For future improvements - The Professor and TAs should understand that this is an online course and there are people with varying level of programming background and experience. It is not a campus course where the entire class has less than 2-3 year of programming experience. In an online course like MSDSO, there will be people with 0 programming knowledge as well as people with 20 years of work experience. DSA is a hardcore CS class. Next lectures should be redone. They should check the lectures and delivery of Data Visualization course (Spring 2022 was also the first time Data Viz was offered but the lecture quality was superb). They should provide autograder to the students so that they can run the auto-grader and see if there are any bugs. The focus should be on learning rather on making the course difficult in terms of grading
Overall Rating (0.7 / 5): ★☆☆☆☆
Professor Rating (1.4 / 5): ★☆☆☆☆
Lecture Rating (1.4 / 5): ★☆☆☆☆
Difficulty (4.3 / 5):
Workload: 20 hours/week
Pros:
1. Easily accessible and informative textbook
2. First half of the class is relatively well structured
3. You can improve your C programming skills relatively quickly
Cons:
1. Projects 2-4 are incredibly time consuming and difficult to get done in time
2. Material after the Midterm is almost useless (Professor is also not a gifted lecturer)

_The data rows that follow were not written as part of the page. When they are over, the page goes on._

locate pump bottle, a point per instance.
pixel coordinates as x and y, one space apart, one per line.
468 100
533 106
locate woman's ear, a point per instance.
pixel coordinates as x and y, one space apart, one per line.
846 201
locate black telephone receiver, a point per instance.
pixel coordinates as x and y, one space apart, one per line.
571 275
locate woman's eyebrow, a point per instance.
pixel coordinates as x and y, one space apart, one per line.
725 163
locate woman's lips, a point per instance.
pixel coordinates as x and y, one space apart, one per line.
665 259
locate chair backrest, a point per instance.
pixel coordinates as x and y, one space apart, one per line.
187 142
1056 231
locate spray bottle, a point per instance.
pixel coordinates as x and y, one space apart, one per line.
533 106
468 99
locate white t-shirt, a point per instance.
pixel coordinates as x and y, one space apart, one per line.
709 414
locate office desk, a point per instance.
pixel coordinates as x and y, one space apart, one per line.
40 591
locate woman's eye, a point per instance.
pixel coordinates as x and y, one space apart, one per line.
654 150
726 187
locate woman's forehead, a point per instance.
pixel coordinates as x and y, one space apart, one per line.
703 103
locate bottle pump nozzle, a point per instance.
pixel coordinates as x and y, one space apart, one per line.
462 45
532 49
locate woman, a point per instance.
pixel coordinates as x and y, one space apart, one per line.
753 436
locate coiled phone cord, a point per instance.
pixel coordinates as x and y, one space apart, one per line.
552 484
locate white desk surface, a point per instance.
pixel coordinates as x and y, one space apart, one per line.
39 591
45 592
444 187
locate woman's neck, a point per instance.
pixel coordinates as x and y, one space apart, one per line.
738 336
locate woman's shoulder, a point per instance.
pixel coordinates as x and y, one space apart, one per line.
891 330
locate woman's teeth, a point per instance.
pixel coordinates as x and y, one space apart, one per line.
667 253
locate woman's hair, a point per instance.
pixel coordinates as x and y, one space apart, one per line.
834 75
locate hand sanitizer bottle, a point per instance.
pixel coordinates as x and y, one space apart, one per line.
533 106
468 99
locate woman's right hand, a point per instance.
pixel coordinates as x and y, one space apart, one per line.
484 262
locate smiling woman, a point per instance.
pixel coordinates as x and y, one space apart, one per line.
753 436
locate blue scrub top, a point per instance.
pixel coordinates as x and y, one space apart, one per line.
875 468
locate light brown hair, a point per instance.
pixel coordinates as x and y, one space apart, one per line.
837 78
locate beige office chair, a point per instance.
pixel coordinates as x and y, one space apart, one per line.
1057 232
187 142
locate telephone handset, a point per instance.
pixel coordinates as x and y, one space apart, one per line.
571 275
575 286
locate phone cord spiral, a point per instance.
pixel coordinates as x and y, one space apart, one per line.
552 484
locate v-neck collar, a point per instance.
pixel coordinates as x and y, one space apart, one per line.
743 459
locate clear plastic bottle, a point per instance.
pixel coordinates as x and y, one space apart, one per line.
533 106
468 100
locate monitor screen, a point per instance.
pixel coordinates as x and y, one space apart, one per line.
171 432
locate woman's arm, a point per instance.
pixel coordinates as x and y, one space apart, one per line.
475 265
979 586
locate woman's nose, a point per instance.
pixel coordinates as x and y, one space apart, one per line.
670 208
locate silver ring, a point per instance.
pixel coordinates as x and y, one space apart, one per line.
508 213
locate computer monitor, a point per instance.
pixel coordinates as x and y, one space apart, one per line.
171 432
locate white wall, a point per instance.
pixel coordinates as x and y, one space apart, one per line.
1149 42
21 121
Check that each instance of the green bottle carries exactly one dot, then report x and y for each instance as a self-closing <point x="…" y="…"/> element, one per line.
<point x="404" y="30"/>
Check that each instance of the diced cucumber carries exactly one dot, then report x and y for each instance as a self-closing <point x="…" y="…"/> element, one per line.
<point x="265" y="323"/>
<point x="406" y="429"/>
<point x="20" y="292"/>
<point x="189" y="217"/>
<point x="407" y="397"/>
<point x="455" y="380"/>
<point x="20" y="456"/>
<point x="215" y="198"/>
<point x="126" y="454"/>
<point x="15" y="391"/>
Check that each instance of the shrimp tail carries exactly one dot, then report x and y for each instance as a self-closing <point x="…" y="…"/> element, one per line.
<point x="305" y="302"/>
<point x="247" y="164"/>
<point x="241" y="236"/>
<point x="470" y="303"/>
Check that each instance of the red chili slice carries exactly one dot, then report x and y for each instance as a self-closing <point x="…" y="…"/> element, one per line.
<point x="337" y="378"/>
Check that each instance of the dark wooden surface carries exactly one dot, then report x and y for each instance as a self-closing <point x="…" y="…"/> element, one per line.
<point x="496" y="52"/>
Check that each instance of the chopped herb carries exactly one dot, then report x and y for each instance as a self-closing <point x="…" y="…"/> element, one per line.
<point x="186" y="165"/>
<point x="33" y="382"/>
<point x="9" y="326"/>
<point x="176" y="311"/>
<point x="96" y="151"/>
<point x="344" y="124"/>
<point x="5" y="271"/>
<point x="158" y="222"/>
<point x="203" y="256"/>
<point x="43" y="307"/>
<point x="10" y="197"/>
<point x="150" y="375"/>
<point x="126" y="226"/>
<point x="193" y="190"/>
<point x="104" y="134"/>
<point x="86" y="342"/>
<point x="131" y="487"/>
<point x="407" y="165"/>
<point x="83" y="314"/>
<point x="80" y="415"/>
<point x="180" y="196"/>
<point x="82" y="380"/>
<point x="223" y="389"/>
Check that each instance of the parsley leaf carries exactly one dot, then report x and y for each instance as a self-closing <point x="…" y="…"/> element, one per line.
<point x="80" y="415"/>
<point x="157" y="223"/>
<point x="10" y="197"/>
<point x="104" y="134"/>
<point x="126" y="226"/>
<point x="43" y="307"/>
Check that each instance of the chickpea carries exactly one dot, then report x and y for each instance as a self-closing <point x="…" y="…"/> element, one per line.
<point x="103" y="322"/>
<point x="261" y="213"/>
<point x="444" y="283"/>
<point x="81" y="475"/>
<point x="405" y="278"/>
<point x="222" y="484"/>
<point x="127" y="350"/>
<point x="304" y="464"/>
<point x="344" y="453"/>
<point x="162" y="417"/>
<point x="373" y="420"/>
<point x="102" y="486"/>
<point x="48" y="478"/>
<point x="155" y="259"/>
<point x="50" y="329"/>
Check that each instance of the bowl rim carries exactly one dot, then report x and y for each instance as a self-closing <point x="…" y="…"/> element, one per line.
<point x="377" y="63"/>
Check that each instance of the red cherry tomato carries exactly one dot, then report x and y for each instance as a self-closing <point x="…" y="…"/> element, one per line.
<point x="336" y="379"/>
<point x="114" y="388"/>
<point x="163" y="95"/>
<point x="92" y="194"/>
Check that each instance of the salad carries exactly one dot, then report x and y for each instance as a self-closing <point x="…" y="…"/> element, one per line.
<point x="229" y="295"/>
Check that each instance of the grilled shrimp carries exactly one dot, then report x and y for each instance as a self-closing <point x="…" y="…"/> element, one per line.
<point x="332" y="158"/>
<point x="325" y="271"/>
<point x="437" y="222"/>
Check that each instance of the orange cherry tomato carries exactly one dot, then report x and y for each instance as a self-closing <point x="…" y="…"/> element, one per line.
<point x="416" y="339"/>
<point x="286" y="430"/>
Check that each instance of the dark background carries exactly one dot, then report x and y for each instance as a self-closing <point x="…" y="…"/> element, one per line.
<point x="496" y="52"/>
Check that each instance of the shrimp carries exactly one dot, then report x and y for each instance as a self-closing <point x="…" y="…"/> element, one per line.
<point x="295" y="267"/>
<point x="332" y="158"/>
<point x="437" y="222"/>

3. Very little support from the professor/TAs
Detailed Review:
Overall the first half of the class (pre Midterm) is pretty good, its decently paced and provides a lot of informative material (especially if you needed a refresher on some basic O.S principles). However, the class falls apart almost immediately after this. Projects 2-4 are incredibly taxing and require a lot of time to get comfortable with the codebase before you can actually start coding. You're given less time to complete the harder projects in this course for some reason and they time it poorly where you have spring break, the midterm, and a project due pretty much back to back to back.
The lectures are not geared towards Pintos at all either, and for such a tricky project it seems unfair to just leave students to their own devices without any sort of helpful tips or tricks to get started. Overall, while this course has some good aspects almost all of them (textbook, projects, etc.) are freely available anyway and the parts which are negative are unique to this course specifically. It seems strange and almost negligent to change the projects in such a severe way from before and not change any of the other aspects of the class to try and provide more support. If just a few things were changed/updated I could see this class improving dramatically, but in its current state I would not suggest any student take it.